The snow-storm continued all that afternoon.  The customary hour for Bressant’s visit to the Parsonage went by, and he did not appear.  The professor smoked two extra pipes, and spent half an hour looking out across the valley trying to discern the open spot upon the top of the hill.  Finally, the early twilight set in, and he returned to his chair, but felt no impulse to light a lamp and take up a book.  He sat tilted back, pulling Shakespeare’s nose with meditative fingers.  A gloom gradually settled over the room, withdrawing one after another of the familiar objects around him from the old gentleman’s sight; it even seemed to creep into his heart, and create a vague uneasiness there.  He tried to shake it off, telling himself that he was the happiest and most fortunate old fellow alive; that every thing was coming out just as he had hoped and prayed it might; that one daughter, with the man of her choice, would be just far enough removed from his fireside to give piquancy to the frequent visits he should receive from her; while the other would still, for a time, continue to pour out sunshine in the house, and redouble her love for him by way of compensating for what he should miss in Sophie’s absence.  And then the professor built an airier and a fairer castle still:  beneath it lay the heavy clouds of suffering, barren effort, and hope deferred; its sunlit walls were hewn of solid faith; the banner which floated over the battlements was woven with white threads of truth; over the arched entrance-gate was written “Constancy.”  Yet, fair and lofty as the castle was, the building-materials were taken from no less homely edifices than the village boarding-house and his own Parsonage!

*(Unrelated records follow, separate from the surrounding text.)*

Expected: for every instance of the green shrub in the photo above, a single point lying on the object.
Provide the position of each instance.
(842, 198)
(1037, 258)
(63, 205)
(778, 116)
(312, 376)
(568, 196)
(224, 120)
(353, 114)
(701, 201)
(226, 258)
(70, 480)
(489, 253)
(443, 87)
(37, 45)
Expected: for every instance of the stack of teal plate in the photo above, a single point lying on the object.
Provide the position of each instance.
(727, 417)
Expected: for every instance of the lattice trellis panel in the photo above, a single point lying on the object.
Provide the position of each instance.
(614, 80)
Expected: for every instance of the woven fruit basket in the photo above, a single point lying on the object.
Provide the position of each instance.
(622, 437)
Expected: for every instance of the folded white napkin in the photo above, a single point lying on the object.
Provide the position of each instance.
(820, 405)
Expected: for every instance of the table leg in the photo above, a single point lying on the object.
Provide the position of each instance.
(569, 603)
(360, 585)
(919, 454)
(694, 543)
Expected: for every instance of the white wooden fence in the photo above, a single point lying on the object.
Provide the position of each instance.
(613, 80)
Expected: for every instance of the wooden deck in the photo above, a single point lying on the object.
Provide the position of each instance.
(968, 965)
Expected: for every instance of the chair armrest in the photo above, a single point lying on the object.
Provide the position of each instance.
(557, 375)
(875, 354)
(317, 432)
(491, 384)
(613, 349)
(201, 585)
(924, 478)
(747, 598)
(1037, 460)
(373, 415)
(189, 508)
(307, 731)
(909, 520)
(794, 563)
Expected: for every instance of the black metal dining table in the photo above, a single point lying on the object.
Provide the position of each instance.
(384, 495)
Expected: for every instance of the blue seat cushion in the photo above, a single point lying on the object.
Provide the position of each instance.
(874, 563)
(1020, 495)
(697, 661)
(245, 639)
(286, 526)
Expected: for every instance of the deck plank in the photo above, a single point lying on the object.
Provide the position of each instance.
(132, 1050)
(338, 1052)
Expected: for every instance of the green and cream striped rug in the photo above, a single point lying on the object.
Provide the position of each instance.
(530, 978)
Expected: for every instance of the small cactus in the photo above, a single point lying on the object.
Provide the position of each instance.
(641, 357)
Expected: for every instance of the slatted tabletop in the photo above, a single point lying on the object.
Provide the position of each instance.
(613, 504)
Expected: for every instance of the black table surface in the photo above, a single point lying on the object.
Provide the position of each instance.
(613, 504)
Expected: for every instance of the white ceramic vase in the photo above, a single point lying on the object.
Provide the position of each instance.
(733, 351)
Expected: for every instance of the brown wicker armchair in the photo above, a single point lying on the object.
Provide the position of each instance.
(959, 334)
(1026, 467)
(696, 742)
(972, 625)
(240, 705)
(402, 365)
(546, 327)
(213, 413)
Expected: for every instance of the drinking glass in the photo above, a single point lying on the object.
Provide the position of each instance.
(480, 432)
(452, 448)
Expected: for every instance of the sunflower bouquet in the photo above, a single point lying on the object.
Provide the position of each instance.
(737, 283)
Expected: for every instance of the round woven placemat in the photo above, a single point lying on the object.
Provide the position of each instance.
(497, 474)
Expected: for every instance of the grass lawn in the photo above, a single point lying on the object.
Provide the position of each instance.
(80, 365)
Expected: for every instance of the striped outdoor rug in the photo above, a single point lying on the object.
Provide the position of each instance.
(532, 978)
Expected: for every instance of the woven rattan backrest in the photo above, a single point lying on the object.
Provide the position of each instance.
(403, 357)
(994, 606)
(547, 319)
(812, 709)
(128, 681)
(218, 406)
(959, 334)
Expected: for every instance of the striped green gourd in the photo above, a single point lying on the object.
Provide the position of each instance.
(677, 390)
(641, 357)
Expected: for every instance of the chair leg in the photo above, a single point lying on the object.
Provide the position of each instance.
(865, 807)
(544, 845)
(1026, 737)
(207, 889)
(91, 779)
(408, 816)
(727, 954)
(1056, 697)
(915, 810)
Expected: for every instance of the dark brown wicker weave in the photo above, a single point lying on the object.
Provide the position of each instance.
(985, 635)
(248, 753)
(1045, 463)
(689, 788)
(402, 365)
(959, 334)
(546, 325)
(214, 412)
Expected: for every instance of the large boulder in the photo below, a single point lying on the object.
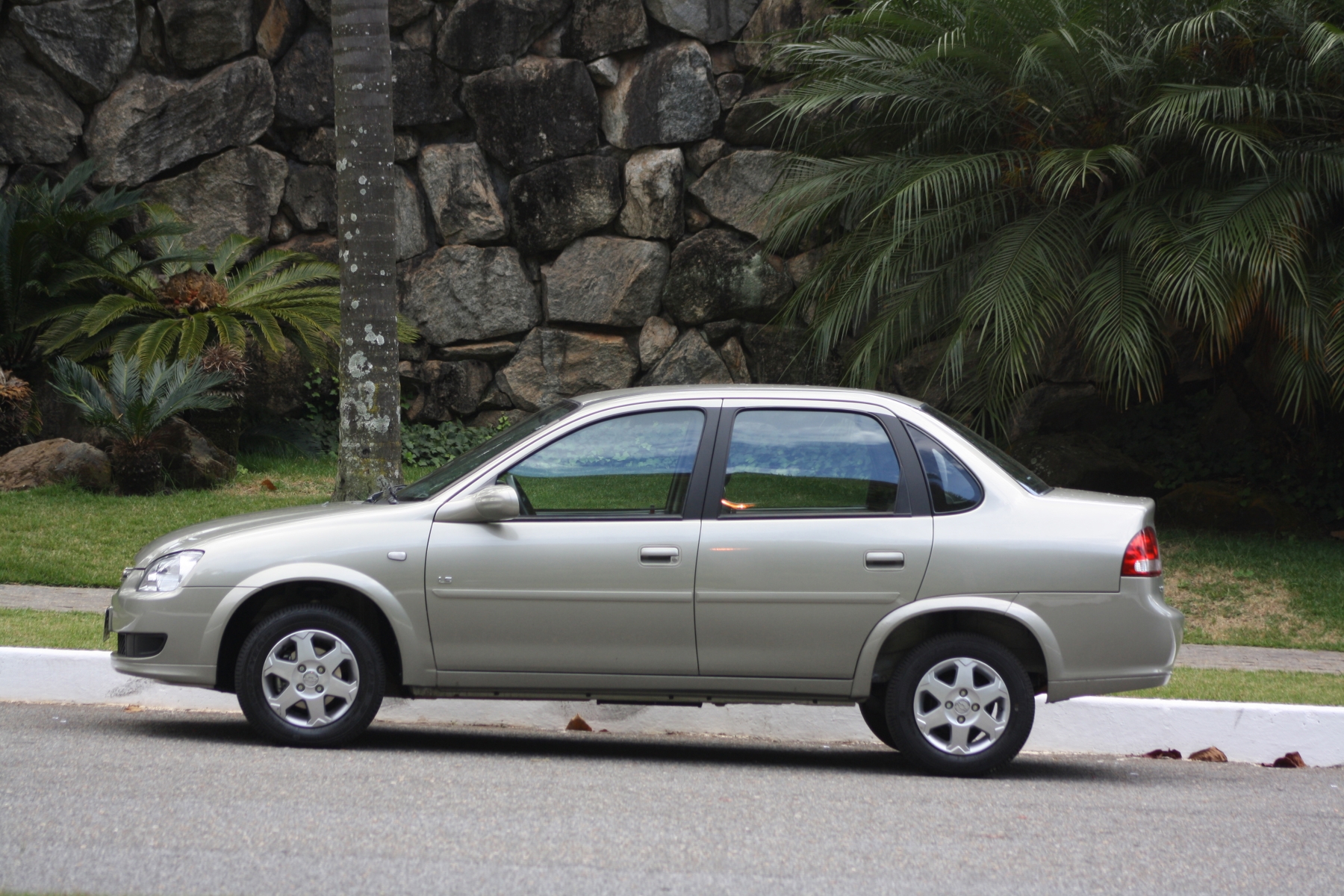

By-and-by, however, the vision faded, or else the clouds upon which it was built rose up and hid it.  The professor, returning to himself, found that he was now surrounded with thick darkness, and, strive as he would, he could paint no fancies upon it which did not partake more or less of the character of the background.  Sophie seemed to have lost the steady cheer of her aspect; she was pale and fragile, and every moment took away yet more of earthly substance, till scarcely any thing but the faint lustre of her face and form remained.  Then, all at once, the features which had heretofore been only sad, changed into an expression of horror and torture and despair; and, while the professor, himself aghast, strained his old eyes to make out more clearly the half-indistinguishable image, it vanished quite away.  But, at the last moment, it had spoken—­at least, the lips bad moved as if in speech, though no sound had reached the professor’s ears; yet he fancied he had caught a glimmering of the purport.  He pressed his hands over his forehead to shut out the thought, and wondered no longer at the expression upon Sophie’s face.